Мы рождаемся с криком, умираем со стоном. Остаётся только жить со смехом.
Эгоизм — самая надёжная основа счастья.
Прежде всего люди спешат проявить неблагодарность.
Оказывая кому-либо милость, король приобретает одного друга и сто недругов, не считая того, что и друг оказывается потом неблагодарным.
Строить догадки об отсутствующих, которых любишь, значит подвергать себя пытке.
Дурные мысли — самоубийство души.
Зависть — это восторженная злоба.
Красивому мужчине угрожает опасность быть приторным.
Будучи нелюдимым и вместе с тем словоохотливым, не желая никого видеть, но испытывать потребность поговорить с кем-нибудь, он выходил из затруднения, беседуя сам с собою.
Девиз тиранов – «если враг не сдается, его уничтожают».
Подобно тому, как стрела, выпущенная из лука, с роковою силою устремляется к цели, так и человек, истерзанный разочарованиями, устремляется к истине.
Жизнь – лишь длинная цепь утрат любимых нами существ. Идешь и оставляешь за собою вереницу скорбей. Рок оглушает человека, осыпая его градом невыносимых страданий. Как после этого удивляться, что старики вечно твердят одно и то же? Они глупеют от отчаяния.
Ни один судья не допрашивает нас так пытливо, как допрашивает нас собственная совесть.
Нет никого безжалостнее перепуганного труса.
Быть мудрым — значит быть неуязвимым.
Кто жил в уединении, знает, до какой степени человеческой природе свойствен монолог.
Он скользил, карабкался, падал, поднимался, нащупывал дорогу и упорно шел вперед — вот и все.
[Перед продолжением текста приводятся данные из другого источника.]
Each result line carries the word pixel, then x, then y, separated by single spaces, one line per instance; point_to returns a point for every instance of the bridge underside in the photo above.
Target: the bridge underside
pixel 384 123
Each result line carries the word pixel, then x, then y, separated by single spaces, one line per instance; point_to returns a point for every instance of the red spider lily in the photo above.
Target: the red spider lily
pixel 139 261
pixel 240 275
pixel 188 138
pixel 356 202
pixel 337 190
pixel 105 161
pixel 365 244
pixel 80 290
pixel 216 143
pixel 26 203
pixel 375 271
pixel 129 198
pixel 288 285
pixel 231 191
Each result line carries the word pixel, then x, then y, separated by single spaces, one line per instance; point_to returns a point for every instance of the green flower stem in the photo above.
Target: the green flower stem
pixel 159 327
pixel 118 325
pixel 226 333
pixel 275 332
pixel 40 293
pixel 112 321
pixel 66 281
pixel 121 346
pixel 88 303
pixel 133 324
В этом тайна всякой победы.
У моря тоже есть свои мигрени.
Тайна — та же сеть: достаточно, чтобы порвалась одна петля, и всё расползётся.
Смерть хороша тем, что она заставляет хотя бы немного поговорить об умершем.
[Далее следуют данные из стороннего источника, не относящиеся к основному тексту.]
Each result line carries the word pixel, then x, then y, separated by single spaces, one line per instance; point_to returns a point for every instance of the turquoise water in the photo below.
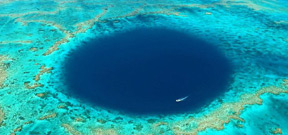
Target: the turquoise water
pixel 144 71
pixel 38 36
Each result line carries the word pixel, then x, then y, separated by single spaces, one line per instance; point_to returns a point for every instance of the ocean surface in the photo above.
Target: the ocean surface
pixel 117 67
pixel 144 71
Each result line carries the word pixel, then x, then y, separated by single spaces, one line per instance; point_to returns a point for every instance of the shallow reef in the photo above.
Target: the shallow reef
pixel 37 37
Опасность, которую ждешь заранее, внушает тревогу; неожиданная опасность внушает ужас.
Я слишком стар, чтобы нравиться женщинам, но достаточно богат, чтобы оплачивать их.
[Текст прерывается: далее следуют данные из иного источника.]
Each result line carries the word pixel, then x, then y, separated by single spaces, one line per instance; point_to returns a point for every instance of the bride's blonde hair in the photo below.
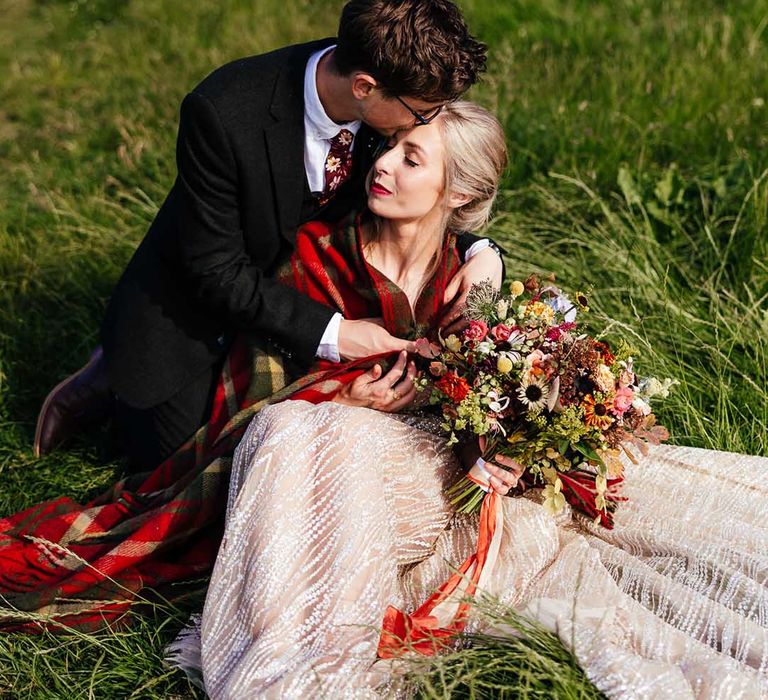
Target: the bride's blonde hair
pixel 476 156
pixel 475 159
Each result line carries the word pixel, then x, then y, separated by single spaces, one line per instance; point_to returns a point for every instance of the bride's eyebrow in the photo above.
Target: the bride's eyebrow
pixel 414 146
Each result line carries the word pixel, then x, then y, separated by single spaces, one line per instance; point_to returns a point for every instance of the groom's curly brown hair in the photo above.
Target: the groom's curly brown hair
pixel 417 48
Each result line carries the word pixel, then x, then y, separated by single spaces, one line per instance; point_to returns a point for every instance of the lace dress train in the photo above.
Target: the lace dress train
pixel 335 513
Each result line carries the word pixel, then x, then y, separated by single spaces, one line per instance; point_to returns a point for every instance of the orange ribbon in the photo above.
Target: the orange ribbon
pixel 421 630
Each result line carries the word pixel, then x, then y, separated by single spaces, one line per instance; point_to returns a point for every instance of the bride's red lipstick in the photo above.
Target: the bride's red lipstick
pixel 379 189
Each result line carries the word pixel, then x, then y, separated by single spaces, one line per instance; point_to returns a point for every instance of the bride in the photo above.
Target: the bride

Тут искушает бездна, и она так сильна, что ад надеется совратить здесь рай и дьявол возносит сюда бога.
Мир – он всегда будет таким, каков он есть; на земле все будет идти достаточно дурно и без твоего содействия.
Право человека на слезы не знает давности.
То, что постигаешь в минуту кончины, похоже на то, что видишь при вспышке молнии. Сначала — все, потом — ничего. И видишь, и не видишь. После смерти наши глаза опять откроются, и то, что было молнией, станет солнцем.
Отъезд, в зависимости от настроения и мыслей, владеющих нами в эту минуту, вызывает либо чувство облегчения, либо горесть.
Может ли тот, кто воплощает мрак, простить тому, кто полон блеска?
Сознавать — значит видеть.
Самая тяжёлая задача — постоянно подавлять в своей душе желание зла, с которым так трудно бороться.